After some deliberation, the governor’s office finally said that it would be open to a 40% tax and a licensing fee $1 million – nearly enough to put any enterprise out of business. Iden remonstrated against the 40% tax, describing it as frivolous and the result of an uninformed decision.
Iden remains open to contributing more to the School Aid Fund with the revenue generated through gambling, but the legal framework enabling such activities shouldn’t try and put them out of business in the first place. Here is what Whitmer had to say defending the proposed taxation:
“I know that there’s been some robust debates, and I’ve said very clearly, over and over again, that protecting the School Aid Fund and ensuring we get every dollar back into the education of our kids is my top priority. So I’m going to have a hard time supporting anything that doesn’t protect that goal.”
Iden has responded by arguing that the governor’s office has largely ignored the opinions of experts, choosing to trust Treasury instead. However, Treasury hasn’t assessed the capabilities and reach of the industry, Iden believes.
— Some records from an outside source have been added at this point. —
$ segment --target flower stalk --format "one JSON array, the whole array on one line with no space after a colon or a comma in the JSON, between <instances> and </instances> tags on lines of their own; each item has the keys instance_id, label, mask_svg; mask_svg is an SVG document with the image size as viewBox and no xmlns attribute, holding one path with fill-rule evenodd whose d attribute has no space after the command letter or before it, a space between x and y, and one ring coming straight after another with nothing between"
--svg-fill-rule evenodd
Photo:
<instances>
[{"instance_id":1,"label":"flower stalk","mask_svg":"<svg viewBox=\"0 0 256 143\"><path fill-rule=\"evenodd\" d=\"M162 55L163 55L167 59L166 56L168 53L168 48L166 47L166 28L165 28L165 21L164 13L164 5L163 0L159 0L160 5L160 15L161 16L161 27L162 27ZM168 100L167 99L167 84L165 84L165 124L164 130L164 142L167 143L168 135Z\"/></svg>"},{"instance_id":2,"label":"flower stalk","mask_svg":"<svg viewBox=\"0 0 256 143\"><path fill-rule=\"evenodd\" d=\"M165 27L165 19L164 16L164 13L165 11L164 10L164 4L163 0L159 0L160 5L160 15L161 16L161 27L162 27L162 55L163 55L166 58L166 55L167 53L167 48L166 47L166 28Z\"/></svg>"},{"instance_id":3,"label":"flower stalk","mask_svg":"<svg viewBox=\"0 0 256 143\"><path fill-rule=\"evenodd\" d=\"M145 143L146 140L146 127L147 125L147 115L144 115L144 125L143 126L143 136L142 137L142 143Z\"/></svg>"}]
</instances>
Even though Michigan’s government seems a little short-sighted about problem gambling, the state is already running a comprehensive gambling addiction aid program.
Dashing the 2019 Hopes for Online Gambling
Michigan was on the cusp of becoming the latest state to have legalized online gambling in December, 2018, when Gov. Rick Snyder struck the bill down, arguing that it wasn’t what the state needed nor was it something he had the time to examine in great detail.
Iden’s hopes were dashed amid a general excitement that Michigan will step into 2019 with an official permission to introduce online gambling, and even poker. Yet, hopes to see the online gambling industry take off even in 2019 are dim.
The reason is simple as Whitmer is caught with securing public funding and infrastructure projects. Her opposition is counter-productive, though, as Iden’s bill managed to clear both Houses in 2018, paving the way for a bilateral legislation to be dismissed in the end. Then, the bill made it through legislative scrutiny again in March, 2019.
Iden was methodical in his approach to gambling-averse former governor Snyder by reaching out to Rep. Rebekah Warren and Sen. Curtis Hertel Jr. who both agreed to assist Iden in his attempt to placate the big man. Yet, Snyder was adamant, and already out of the door, Whitmer was Michigan’s last hope to see a gambling bill passed.
With all of this in mind, Michigan still needs to address the fact that many of its residents are still turning to offshore gambling options. Iden’s bill is a solution, but what does Whitmer has that is better?